I accept that, had it otherwise been thought to be in the children’s best interests to be afforded the opportunity to resume a relationship with their father, the process of counselling proposed by the father and the Independent Children’s Lawyer would likely have been the least intrusive and most cautious approach to them resuming a relationship with him – because it would, theoretically at least, afford them the opportunity to discuss their concerns with the therapist and plan how, if they could be persuaded to do so, any interaction with him could occur.
However, I am unpersuaded that it is in the children’s best interests to be required to undertake such a process because I consider that, whatever possible benefits might flow to them from the opportunity, with therapeutic support, to see whether they wish to resume a relationship of some sort with their father are much more likely than not to be outweighed by the highly likely and significant disruption to their current stability and to the quality of the parenting to be provided to them in the future by their mother, their sole parental support since January 2018.
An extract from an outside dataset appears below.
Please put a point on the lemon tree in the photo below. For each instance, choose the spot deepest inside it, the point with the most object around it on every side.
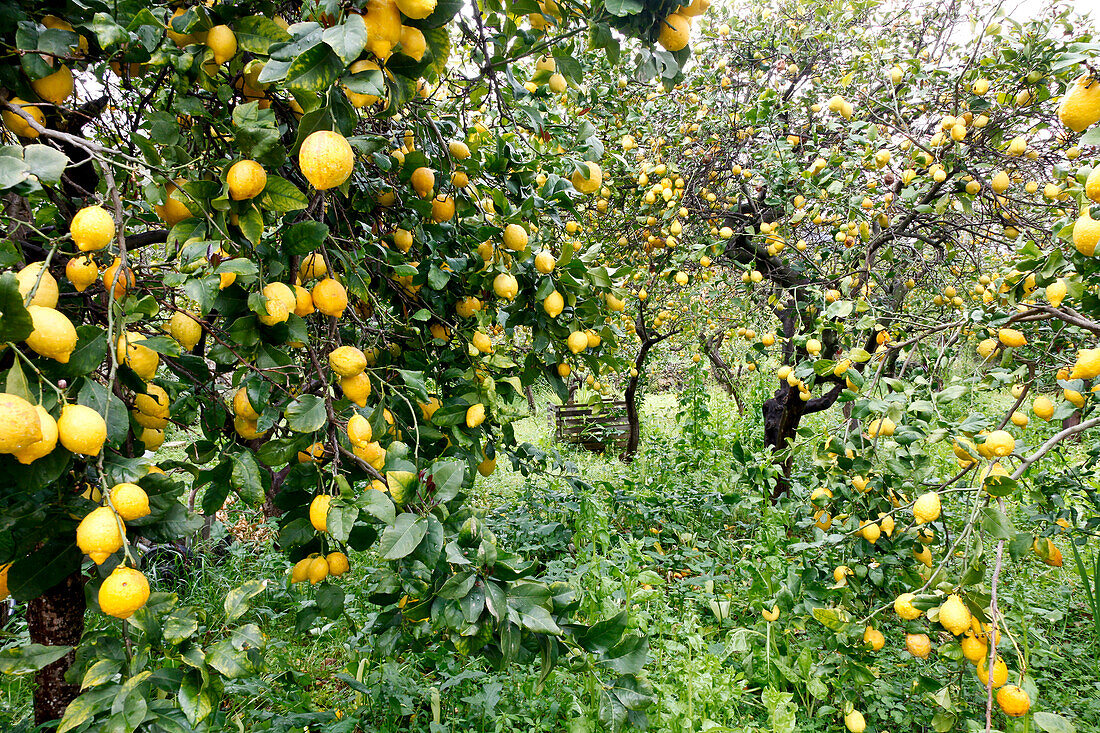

If the mother considers it is appropriate and/or beneficial for the children in the future to have the opportunity – for whatever reason – to communicate or interact with the father, the orders to be made will permit that to occur.
For the reasons expressed, I consider that the orders set out at the commencement of these Reasons are the orders which, in the reality of the children’s circumstances, as established by the evidence before me and as adverted to above, are now in their best interests.
I certify that the preceding one hundred and thirty-one (131) numbered paragraphs are a true copy of the Reasons for Judgment of the Honourable Justice Hogan. Associate:
Dated: 25 February 2022
[41] Family Law Act 1975 (Cth) ss 60CC(3)(b), (c), (ca), (f), (i) and (m).